Root systems define the above-ground productivity of sugarcane, necessitating that all its facets be explored and understood thoroughly for the development of climate-resilient varieties. A team of scientists at ICAR-SBI comprising plant physiologists, a microbiologist, an agricultural engineer, a biochemist, and plant breeders employed multipronged approaches for sugarcane root phenotyping, including field excavation by trench sampling, the use of a root core sampler, raised platforms for root sampling, and raising plants under hydroponic culture. Given that an individual methodology may not be exhaustive and/or exclusive, the integration of information is required to reveal the component traits and mechanisms of an ideal root phenotype. Earlier methods of root sampling were isolated in their efforts but were useful for developing the strategy described herein.
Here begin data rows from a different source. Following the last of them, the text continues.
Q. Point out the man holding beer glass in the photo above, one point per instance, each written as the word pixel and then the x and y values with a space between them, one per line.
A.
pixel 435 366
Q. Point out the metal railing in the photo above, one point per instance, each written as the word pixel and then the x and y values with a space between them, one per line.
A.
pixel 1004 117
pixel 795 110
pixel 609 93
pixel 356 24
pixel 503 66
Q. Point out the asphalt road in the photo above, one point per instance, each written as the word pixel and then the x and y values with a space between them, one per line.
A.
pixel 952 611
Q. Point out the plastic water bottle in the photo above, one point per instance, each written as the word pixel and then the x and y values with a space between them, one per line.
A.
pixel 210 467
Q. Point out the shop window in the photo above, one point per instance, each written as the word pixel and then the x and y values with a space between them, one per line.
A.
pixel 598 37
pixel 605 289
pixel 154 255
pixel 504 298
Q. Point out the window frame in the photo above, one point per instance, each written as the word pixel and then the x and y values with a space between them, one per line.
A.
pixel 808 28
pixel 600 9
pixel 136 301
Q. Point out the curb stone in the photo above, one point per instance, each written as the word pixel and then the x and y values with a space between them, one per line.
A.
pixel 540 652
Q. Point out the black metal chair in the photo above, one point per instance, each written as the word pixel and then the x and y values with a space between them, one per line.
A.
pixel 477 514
Venkatraman and Thomas5 pioneered the study of sugarcane roots by describing three suitable methods for investigation. In the first method, a deep pit was dug at the side of a plant, which permitted the roots to be dissected from the soil, whitewashed, and photographed in their natural positions. In the second method, deep pits were dug on the opposite sides of a plant. Frameworks of 2 in wire netting were placed against the sides of the pits adjacent to the plant, with iron rods inserted through the breadth of the interposed soil to hold the roots in their respective positions. The soil was then washed with water, and the roots were photographed. A third method was to make special plantings for root study. Wire netting was placed at certain levels in an excavated plot, and the excavation was refilled, replacing the soil in its respective layers as before. The plants to be studied were grown in the plot. At the time of examination, the soil around the plants was washed with water, leaving the root systems suspended in position in the meshes of the wire netting.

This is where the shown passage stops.